This project was framed around Bell and Reiss’s theories of translation and the general communication model. Community interpreting and interpreting studies complimented these theories because all of them focus on the intricacies of interpreting messages and the implications for meaning making, especially in the case of oral accounts. The research design was a case study and its unit of analysis was a company called Zeenab, Remy, Gerald, and Buba (ZRGB) Interpretation, Translation and Social Services, which has for years been the main provider of interpretation services to the department of home affairs in Cape Town.
Since this project was a case study, it adopted a qualitative approach and used qualitative methods such as interviews, observations, focus group discussions and document analysis to collect data from respondents.
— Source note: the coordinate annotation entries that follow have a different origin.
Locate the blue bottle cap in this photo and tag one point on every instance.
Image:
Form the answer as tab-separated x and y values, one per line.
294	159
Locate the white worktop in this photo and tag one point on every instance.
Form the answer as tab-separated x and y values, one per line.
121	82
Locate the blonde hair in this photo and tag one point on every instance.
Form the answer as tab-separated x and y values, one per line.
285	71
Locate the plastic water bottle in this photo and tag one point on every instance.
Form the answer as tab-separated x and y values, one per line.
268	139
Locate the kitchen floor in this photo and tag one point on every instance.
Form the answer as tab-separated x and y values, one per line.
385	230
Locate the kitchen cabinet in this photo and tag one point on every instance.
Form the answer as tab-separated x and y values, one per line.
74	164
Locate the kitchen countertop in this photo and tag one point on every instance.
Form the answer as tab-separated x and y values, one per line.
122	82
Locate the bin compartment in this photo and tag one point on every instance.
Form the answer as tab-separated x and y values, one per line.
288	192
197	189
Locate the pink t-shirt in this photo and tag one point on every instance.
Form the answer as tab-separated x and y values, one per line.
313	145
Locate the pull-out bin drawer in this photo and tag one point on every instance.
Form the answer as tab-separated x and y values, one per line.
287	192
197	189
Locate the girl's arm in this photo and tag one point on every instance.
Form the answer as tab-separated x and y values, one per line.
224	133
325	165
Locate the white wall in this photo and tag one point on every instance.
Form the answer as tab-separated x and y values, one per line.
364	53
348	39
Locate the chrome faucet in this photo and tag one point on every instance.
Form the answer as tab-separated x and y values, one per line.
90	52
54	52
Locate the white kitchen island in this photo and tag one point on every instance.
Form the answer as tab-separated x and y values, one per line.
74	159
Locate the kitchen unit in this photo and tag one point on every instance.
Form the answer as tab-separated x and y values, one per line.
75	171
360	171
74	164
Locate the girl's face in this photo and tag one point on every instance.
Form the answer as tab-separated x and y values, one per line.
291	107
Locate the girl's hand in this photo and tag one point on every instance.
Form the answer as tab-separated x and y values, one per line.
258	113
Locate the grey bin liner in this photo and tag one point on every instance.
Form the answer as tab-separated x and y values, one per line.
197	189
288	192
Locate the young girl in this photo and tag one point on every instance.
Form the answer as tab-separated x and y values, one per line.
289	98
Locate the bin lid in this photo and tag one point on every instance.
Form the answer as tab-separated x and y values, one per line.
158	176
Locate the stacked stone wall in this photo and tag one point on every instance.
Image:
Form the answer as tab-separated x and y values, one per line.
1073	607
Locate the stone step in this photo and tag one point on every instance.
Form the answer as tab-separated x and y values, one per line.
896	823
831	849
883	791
These methods were suitable for this project because they provided unrestricted space for Congolese refugees and home affairs officials to express their views about the interpretation services and the implications thereof. All interviews took place in Cape Town between June and July 2016. The duration of interviews ranged from 25-65 minutes and the total number of respondents was 18.
The researcher used a thematic analysis approach to organise, analyse and interpret the data collected from participants. This process involved coding, defining and naming and penetrating themes, searching for multiple meanings embedded in the data. After interpreting the data, this research revealed firstly that the main challenge of Congolese asylum seekers was to communicate their experiences consistently and accurately in English language. Secondly, asylum seekers blamed the rejection of their applications for asylum on the poor quality of interpretation services provided by ZRGB. Thirdly, asylum seekers had different impressions of the role of interpreters in the refugee determination process. In terms of scholarly contributions, this study hopes to shed light on the communication challenges that francophone asylum seekers and refugees face during the application and interviewing process. In addition, it can contribute to the existing body of knowledge on the politics of asylum and the acquisition of refugee identity in post-apartheid South Africa.